# Noise in House



## xjclassic (May 15, 2008)

We where in bed and I had been asleep for about an hour. Woke up and was trying to get back to sleep around 12:25. Then a noise came from the kitchen area. It woke my wife up and scared her. I laid there for a few seconds trying to see if I could hear anything else. I grabbed my flashlight from the night stand along with the gun of course. Swept the whole house and nothing. Not even anything out of place. Cannot figure out what made the noise. Needless to say my wife is back to sleep and I am up surfing the net. Not going to be able to fall back to sleep for a while. 

I did come to one conclusion, I need to get the night sights very soon.


----------



## unpecador (May 9, 2008)

What kind of noise was it?


----------



## xjclassic (May 15, 2008)

To be honest it sounded like a few empty Coke cans getting knocked over. Like I said nothing was out of place or turned over. It may have been outside but it sure sounded like it was inside. I looked out side from several windows and saw nothing and I do not intend to go out and check for a little while longer. Still need to put some clothes on.


----------



## unpecador (May 9, 2008)

That's a very distinctive and unusual noise unless you have empty Coke cans piled up somewhere. However, noises can be deceiving when waking up from a sleep nevertheless you should not go outside, you are safer in your home.


----------



## xjclassic (May 15, 2008)

You are right, it was a very distinct noise. That is why it startled me as much as it did. I doubt anybody is outside but I can't be sure. The neighborhood is very well lit and the interior house lights have been on for close to an hour. I don't plan on going outside.


----------



## banjar (Dec 11, 2008)

This time of the year and if you live outside of town field mice will get inside and make all sorts of noises. Go to tractor supply and get those little greene cubes of bait and put some under the house if you think it might br mice.


----------



## 48dodge (Nov 1, 2008)

Ice maker maybe? I know ours sounds extremely loud at night when it's really quiet.


----------



## xjclassic (May 15, 2008)

Well it was not the ice maker that thing makes no noise at all cause we keep it turned off. If it was a mouse I have no idea what it knocked over. Like I said I think it was outside and in my drowsy state it sounded like it was in the house. 
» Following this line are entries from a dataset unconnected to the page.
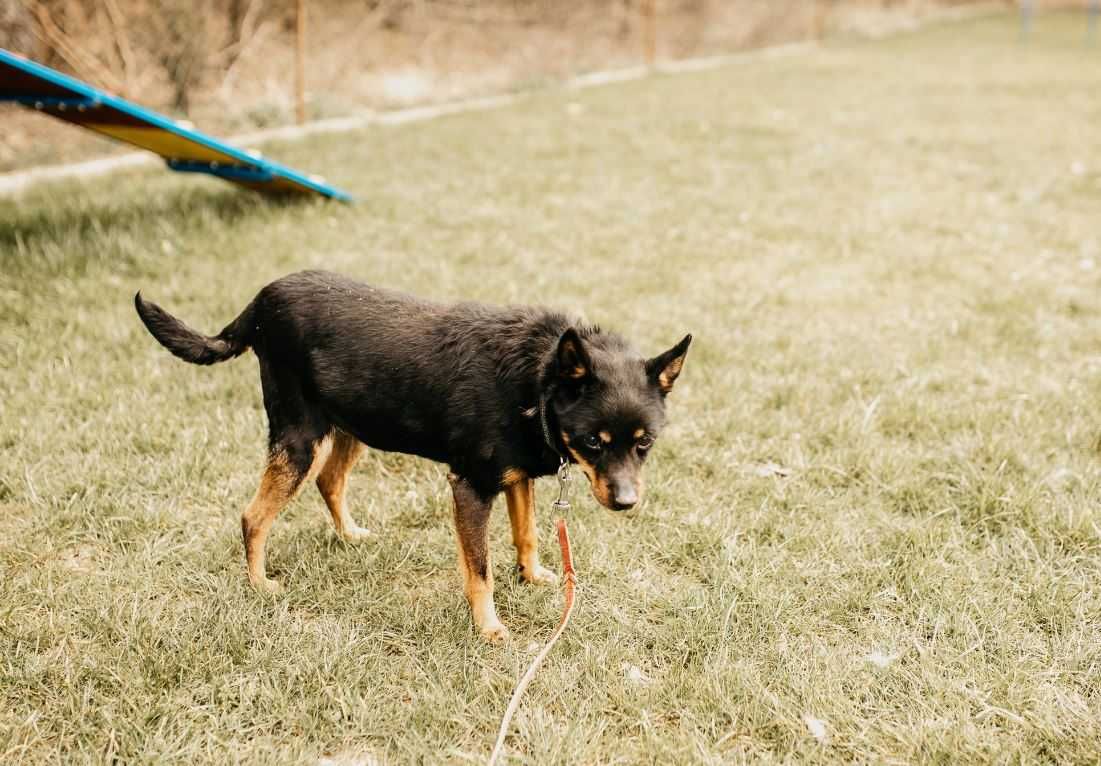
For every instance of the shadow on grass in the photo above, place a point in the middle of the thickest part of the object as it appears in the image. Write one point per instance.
(65, 234)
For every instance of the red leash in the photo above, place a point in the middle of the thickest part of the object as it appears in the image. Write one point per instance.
(570, 581)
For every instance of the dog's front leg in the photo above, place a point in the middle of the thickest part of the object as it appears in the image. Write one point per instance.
(471, 528)
(521, 500)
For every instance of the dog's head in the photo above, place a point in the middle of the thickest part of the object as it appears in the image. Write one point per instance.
(610, 406)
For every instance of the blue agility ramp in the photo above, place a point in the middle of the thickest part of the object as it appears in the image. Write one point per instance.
(184, 150)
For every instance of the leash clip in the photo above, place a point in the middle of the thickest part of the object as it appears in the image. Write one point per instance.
(563, 503)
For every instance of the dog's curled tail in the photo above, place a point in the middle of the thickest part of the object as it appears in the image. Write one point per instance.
(192, 346)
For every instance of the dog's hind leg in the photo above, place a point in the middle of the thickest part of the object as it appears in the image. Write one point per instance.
(290, 466)
(520, 495)
(333, 479)
(471, 527)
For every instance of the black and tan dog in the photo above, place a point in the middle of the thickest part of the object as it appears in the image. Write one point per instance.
(498, 394)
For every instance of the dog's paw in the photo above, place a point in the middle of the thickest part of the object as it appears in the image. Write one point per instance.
(356, 534)
(494, 633)
(268, 586)
(541, 576)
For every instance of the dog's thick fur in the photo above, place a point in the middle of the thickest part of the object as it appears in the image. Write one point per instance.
(344, 364)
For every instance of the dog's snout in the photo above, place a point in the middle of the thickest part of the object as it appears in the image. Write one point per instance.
(624, 496)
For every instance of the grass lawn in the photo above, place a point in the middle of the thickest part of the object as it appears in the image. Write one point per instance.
(874, 515)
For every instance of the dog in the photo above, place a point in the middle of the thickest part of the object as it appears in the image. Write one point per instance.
(501, 395)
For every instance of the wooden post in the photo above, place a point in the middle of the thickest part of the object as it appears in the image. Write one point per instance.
(300, 62)
(649, 32)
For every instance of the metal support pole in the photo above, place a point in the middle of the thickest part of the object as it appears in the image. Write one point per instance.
(300, 62)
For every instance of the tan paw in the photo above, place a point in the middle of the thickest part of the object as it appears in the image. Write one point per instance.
(542, 576)
(268, 586)
(494, 633)
(356, 534)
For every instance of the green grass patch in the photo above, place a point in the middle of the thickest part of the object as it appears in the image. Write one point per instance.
(875, 507)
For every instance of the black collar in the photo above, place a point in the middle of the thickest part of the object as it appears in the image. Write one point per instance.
(551, 441)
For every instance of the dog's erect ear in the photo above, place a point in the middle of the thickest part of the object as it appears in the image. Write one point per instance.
(573, 360)
(664, 368)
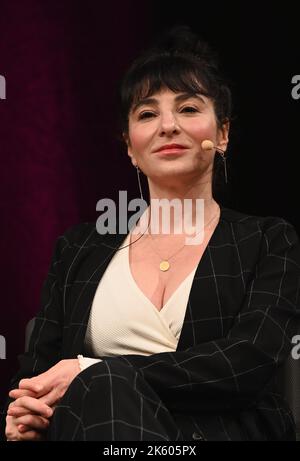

This reminds me of a different story though. Some years ago in a different house my wife wakes me up and says someone was in the house. I told her no way then I hear somebody pressing buttons on the microwave. I think to myself that is one ballsy thief. At the time I did not own a gun and glad I didn't after finding out who it was. The only thing I had was my Titleist driver in the room. Went out and found it was my father warming up his donuts at 5:00 a.m. HE said he could not sleep and went for a ride and thought I would be up so he stopped by. He had no explanation why he just let himself in.


----------



## gnet158 (Feb 5, 2009)

Unless you live in a bad neighborhood or alot of break ins have been happening I don't think I would have grabbed my gun right off the bat especailly since you only heard the noise once. 

As for what it could be that's going to be intresting to find out. It might just be the house settling, expanding/contracting, or maybe a ghost. Keep us posted.


----------



## Dsig1 (Dec 23, 2007)

gnet158 said:


> Unless you live in a bad neighborhood or alot of break ins have been happening I don't think I would have grabbed my gun right off the bat especailly since you only heard the noise once.


I respectfully disagree with this. Search with the gun down and the safety on, but bring it with you. If someone is prowling in the house and makes a single noise, he is apt to be very careful not to make another one. I doesn't mean he's gone.


----------



## Ptarmigan (Jul 4, 2008)

Actually searching your house alone is a bad idea regardless of what kind of area you live in. If you truly think someone is in your house, stay in your bedroom and call the police.


----------



## unpecador (May 9, 2008)

Good point PT, and if for some reason a search is necessary such as for retrieving a family member or friend, I'd rather be armed. That's when *Dsig*'s advice comes in handy.

BTW, the "stay in your bedroom and call the police" approach will only work if there's a phone in your bedroom. Be prepared.


----------



## Todd (Jul 3, 2006)

unpecador said:


> BTW, the "stay in your bedroom and call the police" approach will only work if there's a phone in your bedroom. Be prepared.


Three things within easy reach at night: gun, flashlight, and _cell _phone. Phone lines can be cut if the BG is smart enough or has seen enough movies.


----------



## unpecador (May 9, 2008)

:smt023

People still use landlines to make phone calls... ? :mrgreen:


----------



## DevilsJohnson (Oct 21, 2007)

Dsig1 said:


> I respectfully disagree with this. Search with the gun down and the safety on, but bring it with you. If someone is prowling in the house and makes a single noise, he is apt to be very careful not to make another one. I doesn't mean he's gone.


+1 
I hear an odd noise the gun comes with me. It's not like you're going to be allowed to go back after it. The "noise maker" might not understand.:smt083


----------



## Todd (Jul 3, 2006)

unpecador said:


> :smt023
> 
> People still use landlines to make phone calls... ? :mrgreen:


Yeah, there's a few people still caught in the stone ages. My mother and my in-laws come to mind immediately.


----------



## unpecador (May 9, 2008)

Todd said:


> Yeah, there's a few people still caught in the stone ages. My mother and my in-laws come to mind immediately.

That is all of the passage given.